Today I was searching on YouTube for a certain musical selection. Much to my surprise, a song which I strongly associate with my sister appeared in the sidebar, and I had no choice but to listen to it. I was already having a really rough day, and I would not have consciously chosen to immerse myself in renewed mourning.
Last spring (2010) I found a sitter for The Child and I took off for Boston, where my sister was......well, preparing to die, although none of us really knew that at the time. Her tongue cancer had returned and had taken her voice, the voice which had still sounded high-pitched and childlike even during its last utterances. Her voice, before its decline, had been so animated that during healthier times, she had been asked to record outgoing phone announcements for businesses.

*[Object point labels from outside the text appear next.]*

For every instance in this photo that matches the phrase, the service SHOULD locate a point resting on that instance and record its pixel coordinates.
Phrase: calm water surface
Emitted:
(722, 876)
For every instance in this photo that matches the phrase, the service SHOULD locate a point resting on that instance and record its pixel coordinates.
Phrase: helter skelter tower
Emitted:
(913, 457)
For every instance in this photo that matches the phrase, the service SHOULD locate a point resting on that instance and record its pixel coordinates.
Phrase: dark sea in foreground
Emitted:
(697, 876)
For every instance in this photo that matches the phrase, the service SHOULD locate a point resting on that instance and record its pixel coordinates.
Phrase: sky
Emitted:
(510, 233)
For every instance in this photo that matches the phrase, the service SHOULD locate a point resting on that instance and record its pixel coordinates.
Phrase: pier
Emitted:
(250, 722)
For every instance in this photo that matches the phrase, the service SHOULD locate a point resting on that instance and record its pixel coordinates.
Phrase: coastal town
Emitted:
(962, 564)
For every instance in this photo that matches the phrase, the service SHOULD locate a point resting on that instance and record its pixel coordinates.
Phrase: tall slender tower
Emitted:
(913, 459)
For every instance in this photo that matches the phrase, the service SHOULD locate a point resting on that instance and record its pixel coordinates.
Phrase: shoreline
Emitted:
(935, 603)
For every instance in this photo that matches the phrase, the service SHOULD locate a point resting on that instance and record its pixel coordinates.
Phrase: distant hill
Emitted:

She was a shadow of her former self last spring (2010), but we dared not think of the end. She and I held conversations with her side being written into a notebook, with florid handwriting, impeccable spelling and perfect grammar. My sister was smart. She had skipped 4th grade, which, due to the high standards of education in the state of New York where we grew up, was nearly unheard of.
Over the course of that visit I became reluctantly accustomed to her weak, frail, silent body. She was still herself in spirit, thanks to her unfailing willingness to write.
On the day I returned home from that visit to my sister, The Child and I went to see the movie Shutter Island. It was quite appropriate because it was set in Boston. But the piece de resistance was the song This Bitter Earth which played during the credits at the end of the movie. I was mesmerized by it, and although the child was tugging on my sleeve to leave, I could not budge.
When we returned home after the movie, I found the Shutter Island sound track of This Bitter Earth on YouTube and emailed it to my sister. That was her kind of music.
Now I can rarely bring myself to listen to it. But today it presented itself and demanded another listening. I was transported back to that time, in the spring of 2010, when my sister was still alive.